Marketplace Application

Lendio / 2021
Executive Team, Product Manager, UX Designer, Software Engineers
Lead designer for the Marketplace Application redesign
The Team
My Role

Lendio is a loan marketplace that connects small business owners with lenders to fund expansion, payroll, and other business needs. The marketplace application connects borrowers with up to 75+ lenders.

Problem
The loan application had not been touched in more than 5 years. Little improvements had been made here and there, but it was time for a refresh of the design and overall strategy.
  • Increase App Complete Rate to 30%
    Currently: 19%
  • Decrease Median Completion time
    Currently: 38 minutes
  • Increase Bank Statement Upload to 20%
    Currently: 5%
Objectives and KPI's

Understanding the Problem

We needed to determine where we stood with the application today. My PM and I sat down together and outlined today's complex flow.
User Flow
What were we good at? What areas were we failing in? Where was our opportunity to improve? I conducted a competitive analysis with our top competitors and indirect competitors to answer our questions.
Competitive Analysis
Takeaways
Our application was too lengthy, failed to educate, wasn't as trustworthy, didn't have strong branding, and users could not tell how much left of the application was left to fill out compared to our competitors.
Along with our competitive analysis, we sat down as a UX team and our PM to talk about other problems we have noticed in the application and challenges that users had pointed out in the past.
Workshop
Through our findings, we were able to determine the vision that would help us with our objectives and KPI's.
  • Improve credibility and trust
  • Strengthen our branding
  • Shorten length of application
Vision

Design Exploration

Low fidelity
It was time to start wireframing concepts out. With my team, we hashed through the possibilities, but before getting too far into the design, I realized that there was two directions we could take the application redesign.
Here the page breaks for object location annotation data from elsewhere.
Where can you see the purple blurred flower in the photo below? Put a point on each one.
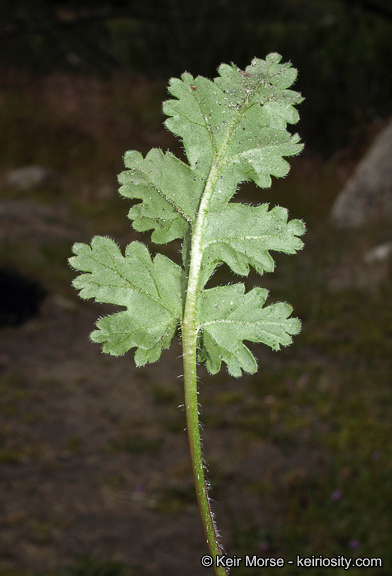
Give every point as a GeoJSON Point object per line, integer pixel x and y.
{"type": "Point", "coordinates": [376, 454]}
{"type": "Point", "coordinates": [336, 495]}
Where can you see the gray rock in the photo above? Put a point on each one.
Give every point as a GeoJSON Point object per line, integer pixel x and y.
{"type": "Point", "coordinates": [367, 197]}
{"type": "Point", "coordinates": [30, 177]}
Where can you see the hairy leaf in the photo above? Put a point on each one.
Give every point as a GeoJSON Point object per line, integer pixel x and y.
{"type": "Point", "coordinates": [234, 129]}
{"type": "Point", "coordinates": [227, 316]}
{"type": "Point", "coordinates": [150, 290]}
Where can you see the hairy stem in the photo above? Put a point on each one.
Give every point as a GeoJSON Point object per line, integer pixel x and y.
{"type": "Point", "coordinates": [193, 427]}
{"type": "Point", "coordinates": [189, 345]}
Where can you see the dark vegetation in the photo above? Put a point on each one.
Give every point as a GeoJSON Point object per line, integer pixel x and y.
{"type": "Point", "coordinates": [93, 455]}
There was a trend of a sectioned concept vs 1 question per page that was frequently appearing with competitors.

Maze Test

Which direction to go?
It was time to do a general usability test on Maze. My goal was to show medium fidelity screens of two different concepts and have the users give their opinions on each design. Each prototype had the same amount of fields to fill out.
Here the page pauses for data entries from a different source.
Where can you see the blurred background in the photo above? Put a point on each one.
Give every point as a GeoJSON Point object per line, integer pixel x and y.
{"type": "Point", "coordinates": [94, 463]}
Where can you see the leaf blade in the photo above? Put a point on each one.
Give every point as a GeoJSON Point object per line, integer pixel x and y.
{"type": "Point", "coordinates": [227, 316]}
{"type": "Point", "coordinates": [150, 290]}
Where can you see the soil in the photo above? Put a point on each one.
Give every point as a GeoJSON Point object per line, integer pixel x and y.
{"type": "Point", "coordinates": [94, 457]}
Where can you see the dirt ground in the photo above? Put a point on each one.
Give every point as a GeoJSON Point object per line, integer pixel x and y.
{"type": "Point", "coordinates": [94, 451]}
Here were the two options:
Option A
Option B
Testing Questions
For the test, we showed "A" first, then "B" for half of the users and asked the following questions:
  • On a scale of 1-10, how trustworthy do you feel this application was?
  • On a scale of 1-10, how secure do you feel this application was?
  • On a scale of 1-10, how would you rate the lengthiness of this application?
Results
For the other half of testers, we showed "B" first, then "A" to avoid bias.
Takeaways
The sectioned concept performed overwhelmingly better than the 1 page per question concept.
We also asked "in your opinion, which application experience was better and why?" at the end of the Maze test. Many users pointed out how the sectioned concept felt faster and shorter, how professional it felt, how it was more secure, and they were able to tell where they were in the application (progress tracker.)
Qualitative Research

High fidelity

After many iterations and design reviews, we arrived at a place where we confidently felt like we refreshed the brand, increased trust and security, and gave the borrower the ability to feel progression.

A/B Testing

Drumroll please! We ran the new design against the old design and found that conversion was flat! What does that mean? It's actually a better result than negative! This meant that the new design was updated to fit our branding and did not have any dire consequences come out of it. It was not necessarily a failure, but a success in some ways.

Results

Median time to complete also reduced from 37 mins to 23 mins.
General layout remained the same which leaves us to enter the next phase of moving questions around and grouping them up in sections. The testing and interations never end!